Glauber Severino, Autres Brésil, 9 avril 2019
Ce 7 avril à Rio de Janeiro, Evaldo dos Santos Rosa, un musicien de 51 ans, conduit sa famille en voiture chez des amis pour y fêter la naissance d’un enfant. Soudain, sa voiture est criblée de balles tirées par des soldats en patrouille dans le quartier de Guadalupe (zone ouest de la ville) : 80 impacts au total. Evaldo arrive in extremis à faire virer la voiture pour protéger sa femme, son fils de sept ans et sa filleule de treize ans, assis à l’arrière. Ceux-ci s’en sont miraculeusement sortis indemnes. Mais le musicien, ainsi qu’un passant, sont tués. Le beau-père d’Evaldo, assis sur le siège passager, a été blessé.
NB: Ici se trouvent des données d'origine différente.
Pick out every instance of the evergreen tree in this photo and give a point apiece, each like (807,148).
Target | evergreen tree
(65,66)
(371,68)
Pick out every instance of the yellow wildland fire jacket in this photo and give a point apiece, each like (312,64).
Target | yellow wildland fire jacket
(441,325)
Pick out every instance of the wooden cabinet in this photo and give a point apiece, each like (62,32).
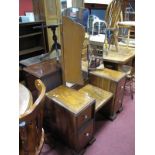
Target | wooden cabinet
(31,41)
(112,81)
(48,71)
(50,12)
(70,116)
(115,84)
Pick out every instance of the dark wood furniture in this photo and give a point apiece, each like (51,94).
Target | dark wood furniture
(48,71)
(112,81)
(71,116)
(31,133)
(25,99)
(32,41)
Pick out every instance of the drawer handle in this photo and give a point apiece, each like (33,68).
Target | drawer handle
(87,134)
(85,116)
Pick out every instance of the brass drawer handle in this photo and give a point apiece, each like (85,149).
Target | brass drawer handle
(87,134)
(85,117)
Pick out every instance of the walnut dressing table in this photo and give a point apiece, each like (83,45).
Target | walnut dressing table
(109,80)
(71,116)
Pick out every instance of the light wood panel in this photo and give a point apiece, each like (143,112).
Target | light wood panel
(72,39)
(69,98)
(123,55)
(101,96)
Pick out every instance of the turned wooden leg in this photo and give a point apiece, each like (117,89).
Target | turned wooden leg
(113,116)
(120,109)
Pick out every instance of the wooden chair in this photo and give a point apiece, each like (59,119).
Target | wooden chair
(112,16)
(31,133)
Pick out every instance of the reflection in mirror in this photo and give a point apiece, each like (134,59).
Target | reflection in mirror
(26,11)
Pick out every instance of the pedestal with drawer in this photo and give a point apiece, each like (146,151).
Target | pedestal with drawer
(48,71)
(112,81)
(70,116)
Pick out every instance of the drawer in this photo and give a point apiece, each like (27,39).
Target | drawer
(85,134)
(84,116)
(120,88)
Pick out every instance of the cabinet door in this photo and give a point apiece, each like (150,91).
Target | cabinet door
(52,10)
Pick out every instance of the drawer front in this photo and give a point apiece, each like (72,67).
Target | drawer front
(84,116)
(85,134)
(119,95)
(120,88)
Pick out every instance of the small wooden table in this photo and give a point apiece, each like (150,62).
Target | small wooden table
(25,99)
(115,59)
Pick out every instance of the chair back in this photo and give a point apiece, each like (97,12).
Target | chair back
(31,133)
(114,13)
(79,15)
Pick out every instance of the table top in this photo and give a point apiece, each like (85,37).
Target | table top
(104,73)
(121,57)
(101,96)
(70,99)
(36,59)
(43,68)
(25,99)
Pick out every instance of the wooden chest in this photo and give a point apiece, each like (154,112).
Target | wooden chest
(109,80)
(48,71)
(70,116)
(112,81)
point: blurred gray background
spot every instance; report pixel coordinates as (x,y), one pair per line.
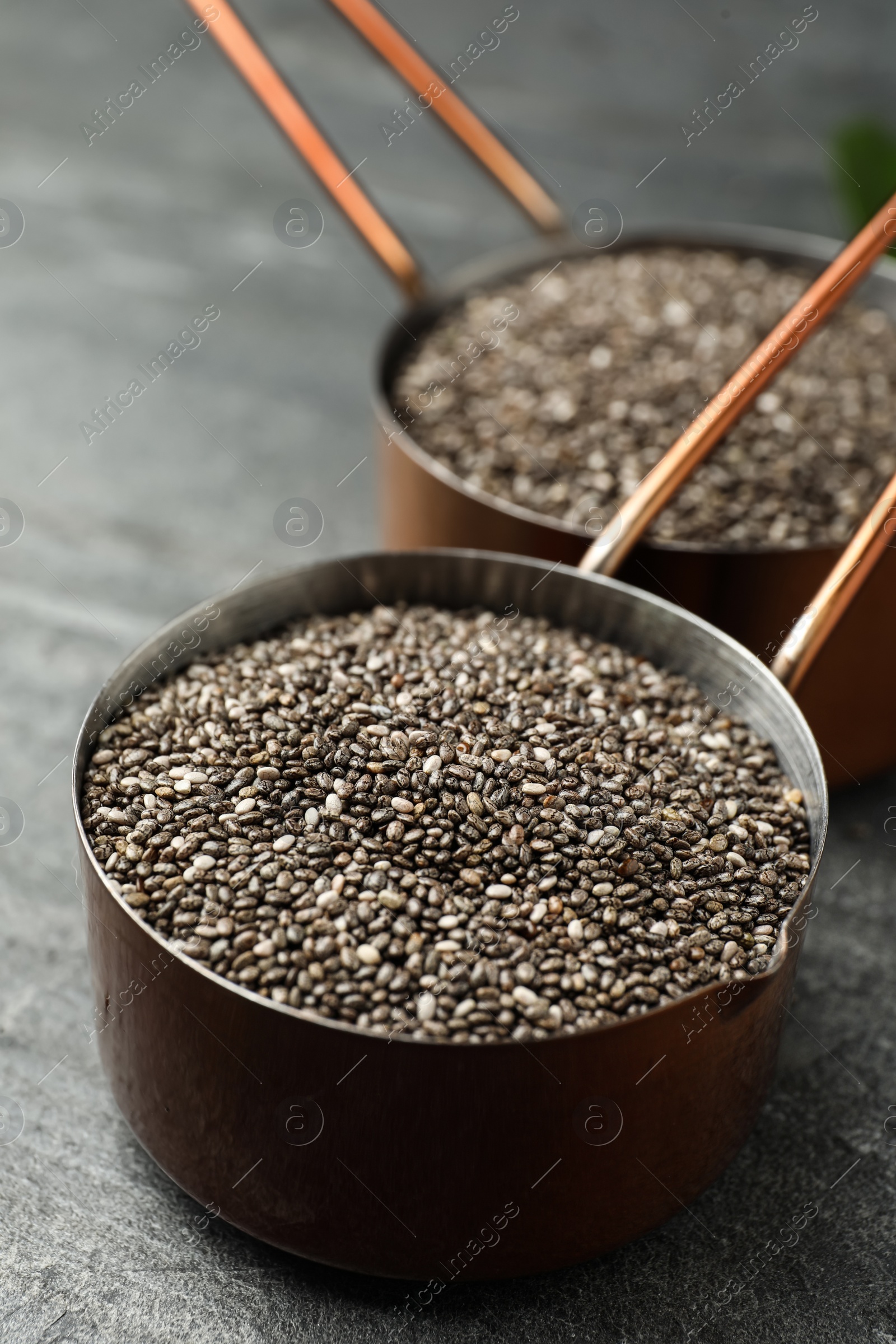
(128,239)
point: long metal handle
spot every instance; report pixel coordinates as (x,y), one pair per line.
(860,557)
(293,120)
(472,132)
(738,394)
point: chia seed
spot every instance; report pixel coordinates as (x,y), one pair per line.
(612,358)
(450,824)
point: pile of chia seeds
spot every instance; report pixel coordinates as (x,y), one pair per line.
(463,825)
(567,407)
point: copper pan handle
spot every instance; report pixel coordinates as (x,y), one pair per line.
(606,554)
(293,120)
(860,557)
(426,84)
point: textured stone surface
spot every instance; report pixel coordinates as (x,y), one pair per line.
(146,227)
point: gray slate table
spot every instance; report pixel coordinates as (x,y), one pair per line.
(125,240)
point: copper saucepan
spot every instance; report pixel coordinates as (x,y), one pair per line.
(750,593)
(422,1160)
(441,1161)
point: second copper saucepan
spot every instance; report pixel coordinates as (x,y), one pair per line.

Le commissaire de police responsable de l’enquête a déclaré que les militaires ont vraisemblablement tiré sur la voiture « par erreur ». Après avoir livré plusieurs versions contradictoires, le commandement local a décidé de renvoyer de leurs fonctions dix des douze militaires présents, qui ont également été arrêtés pour violation des règlements. Mais c’est finalement l’état-major brésilien qui décidera d’éventuelles poursuites pénales, comme le prévoit une loi promulguée en 2017 qui exempte l’armée de rendre des comptes devant la justice civile.
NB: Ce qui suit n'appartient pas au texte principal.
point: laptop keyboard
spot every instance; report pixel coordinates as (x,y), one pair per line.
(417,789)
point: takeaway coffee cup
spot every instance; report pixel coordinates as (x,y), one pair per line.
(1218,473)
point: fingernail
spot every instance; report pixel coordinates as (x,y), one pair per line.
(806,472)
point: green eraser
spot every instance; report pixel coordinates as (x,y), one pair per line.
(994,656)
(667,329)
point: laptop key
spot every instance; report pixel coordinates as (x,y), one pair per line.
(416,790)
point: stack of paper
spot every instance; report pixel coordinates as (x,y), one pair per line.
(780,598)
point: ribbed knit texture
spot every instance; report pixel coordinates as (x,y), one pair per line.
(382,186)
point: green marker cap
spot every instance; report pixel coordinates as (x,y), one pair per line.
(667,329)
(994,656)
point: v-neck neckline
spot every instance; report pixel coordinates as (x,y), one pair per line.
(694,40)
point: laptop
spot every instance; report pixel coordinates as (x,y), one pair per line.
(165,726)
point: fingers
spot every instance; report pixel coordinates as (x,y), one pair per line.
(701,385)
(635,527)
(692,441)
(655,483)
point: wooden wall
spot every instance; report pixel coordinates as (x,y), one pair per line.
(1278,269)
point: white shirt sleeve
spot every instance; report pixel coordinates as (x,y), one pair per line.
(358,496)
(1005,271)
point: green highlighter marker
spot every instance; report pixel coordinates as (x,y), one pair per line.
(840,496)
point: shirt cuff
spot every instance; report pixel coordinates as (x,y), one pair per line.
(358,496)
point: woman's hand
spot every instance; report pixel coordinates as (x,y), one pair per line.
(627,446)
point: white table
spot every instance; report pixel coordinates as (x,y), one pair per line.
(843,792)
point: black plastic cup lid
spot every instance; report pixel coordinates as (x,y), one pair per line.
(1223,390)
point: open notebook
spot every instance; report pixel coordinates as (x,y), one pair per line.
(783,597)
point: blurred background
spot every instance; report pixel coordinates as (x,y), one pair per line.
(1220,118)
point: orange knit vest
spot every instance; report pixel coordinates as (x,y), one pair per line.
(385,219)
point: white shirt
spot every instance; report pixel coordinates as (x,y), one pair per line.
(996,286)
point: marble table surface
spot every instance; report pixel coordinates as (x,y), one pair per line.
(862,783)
Snipers sur les toits et projet de loi instaurant un « permis de tuer » pour la police
Durant les mois de janvier et février 2019, les forces de l’ordre ont été particulièrement meurtrières dans l’État de Rio de Janeiro : 305 homicides « dus à l’intervention d’un agent de l’État » – policier ou militaire – ont été recensés par l’Institut de sécurité publique (ISP), contre 259 pour la même période en 2018, en augmentation de 18 %. Soit plus de cinq personnes tuées par jour par les force de l’ordre ! Sur l’ensemble des 1375 homicides perpétrés à Rio de février à décembre 2018, un quart sont imputables à des policiers et des militaires, selon l’Observatoire de l’intervention. Le chiffre est en augmentation comparé à 2017 [1].
Cette augmentation des homicides perpétrés par les forces de l’ordre intervient alors qu’un nouveau gouverneur dirige l’État de Rio depuis les élections d’octobre 2018 : Wilson Witzel, du Parti social-chrétien (PSC, droite). Ancien militaire de la marine et ex-juge fédéral, il a promis de laisser carte blanche à la police. Proche du lobby parlementaire dit « de la balle », les pro-armes, qui a soutenu la candidature du président d’extrême-droite Jair Bolsonaro [2], le nouveau gouverneur promeut une politique d’élimination physique des « bandits », préconisant le recours à des snipers, postés sur les points hauts de la ville, pour neutraliser les membres des bandes liées au trafic de drogues.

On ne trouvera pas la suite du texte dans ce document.